La Tortilla de Patata

Seguramente lo menos importante de este artículo sea la receta, incluso si no la pusiera no pasaría nada, ya que casi todo el mundo se apaña más o menos bien a la hora de hacer una Tortilla. Así pues, esta reseña no es más que un pequeño homenaje al que, probablemente, es el plato más popular de nuestro país. No se me ocurre que exista ningún otro que, como este, se haga en toda España, en cualquier hogar, en cualquier bar, de cualquier pueblo o ciudad y en sus múltiples variantes y especialidades. Si antiguamente una ardilla podía recorrer España, de sur a norte, sin bajarse de los árboles. En la actualidad, cualquier persona podría hacer el mismo recorrido alimentándose únicamente de Tortilla de Patata.
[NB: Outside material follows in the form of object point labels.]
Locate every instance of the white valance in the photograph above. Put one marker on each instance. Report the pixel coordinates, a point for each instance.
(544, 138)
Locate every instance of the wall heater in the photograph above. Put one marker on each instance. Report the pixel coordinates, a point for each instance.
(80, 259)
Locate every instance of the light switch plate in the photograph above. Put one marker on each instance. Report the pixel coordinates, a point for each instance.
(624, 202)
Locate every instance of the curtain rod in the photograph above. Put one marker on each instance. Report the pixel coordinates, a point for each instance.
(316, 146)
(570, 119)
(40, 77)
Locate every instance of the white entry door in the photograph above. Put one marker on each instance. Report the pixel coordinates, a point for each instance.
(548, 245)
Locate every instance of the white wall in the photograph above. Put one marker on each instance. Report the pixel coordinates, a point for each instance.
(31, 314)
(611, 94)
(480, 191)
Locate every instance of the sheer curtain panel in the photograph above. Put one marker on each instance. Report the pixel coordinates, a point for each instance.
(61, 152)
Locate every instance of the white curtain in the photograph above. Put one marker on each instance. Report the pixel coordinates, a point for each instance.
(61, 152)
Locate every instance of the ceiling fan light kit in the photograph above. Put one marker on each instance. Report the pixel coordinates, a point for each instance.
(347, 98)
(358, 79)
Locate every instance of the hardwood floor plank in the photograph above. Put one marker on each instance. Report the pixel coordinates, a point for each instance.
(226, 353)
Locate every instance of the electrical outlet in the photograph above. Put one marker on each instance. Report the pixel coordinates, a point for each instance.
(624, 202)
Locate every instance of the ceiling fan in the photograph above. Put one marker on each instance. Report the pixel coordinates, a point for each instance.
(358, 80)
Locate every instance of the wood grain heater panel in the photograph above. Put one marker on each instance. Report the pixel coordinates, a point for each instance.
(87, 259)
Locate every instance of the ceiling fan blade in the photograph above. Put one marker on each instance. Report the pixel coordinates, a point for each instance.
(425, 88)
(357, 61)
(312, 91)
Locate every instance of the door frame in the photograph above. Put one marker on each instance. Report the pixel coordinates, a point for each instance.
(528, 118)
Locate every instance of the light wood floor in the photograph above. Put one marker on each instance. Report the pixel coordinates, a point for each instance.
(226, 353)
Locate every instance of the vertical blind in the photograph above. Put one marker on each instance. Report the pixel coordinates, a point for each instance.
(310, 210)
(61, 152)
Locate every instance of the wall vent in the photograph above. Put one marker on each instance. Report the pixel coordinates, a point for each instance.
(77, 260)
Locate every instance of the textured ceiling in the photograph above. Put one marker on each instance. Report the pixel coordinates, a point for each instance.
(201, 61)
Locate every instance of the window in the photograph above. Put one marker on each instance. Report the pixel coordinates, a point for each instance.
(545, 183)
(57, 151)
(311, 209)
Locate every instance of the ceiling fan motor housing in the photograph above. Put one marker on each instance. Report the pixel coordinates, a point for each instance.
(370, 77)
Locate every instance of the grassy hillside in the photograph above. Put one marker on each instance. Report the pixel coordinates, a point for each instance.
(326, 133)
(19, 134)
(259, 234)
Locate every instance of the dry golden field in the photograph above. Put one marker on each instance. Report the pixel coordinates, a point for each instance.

Sobre sus orígenes hay muchas teorías. Existen documentos firmados en 1519 por Hernán Cortés, que nos hablan de unas tortillas de huevo que los aztecas vendían en los mercados de Tenochtitlan, aunque no dice nada de que llevasen patata. Otro documento, en este caso un anónimo dirigido a las Cortes de Navarra en 1817, sí que habla de una mezcla de huevos y patatas, con la que se alimentaban los humildes agricultores de la región. Sin embargo, parece ser que el escrito más antiguo que puede hacer referencia a esta deliciosa comida, no es español precisamente, sino belga. Según nos cuenta Noel Fontanés, en su estupendo blog Grandes Recetas de la Cocina, la Tortilla fue un invento del cocinero belga Lancelot de Casteau, que, ya en su libro «Overture de Cuisine» publicado en Lieja en 1604, incluyó la siguiente receta:

«Tomad las patatas en rodajas y ponedlas a freír en mantequilla, con mejorana picada y perejil. Después coged cuatro o cinco yemas de huevo batidas con un poco de vino y echadlas encima friendo, sacad del fuego y servir así» 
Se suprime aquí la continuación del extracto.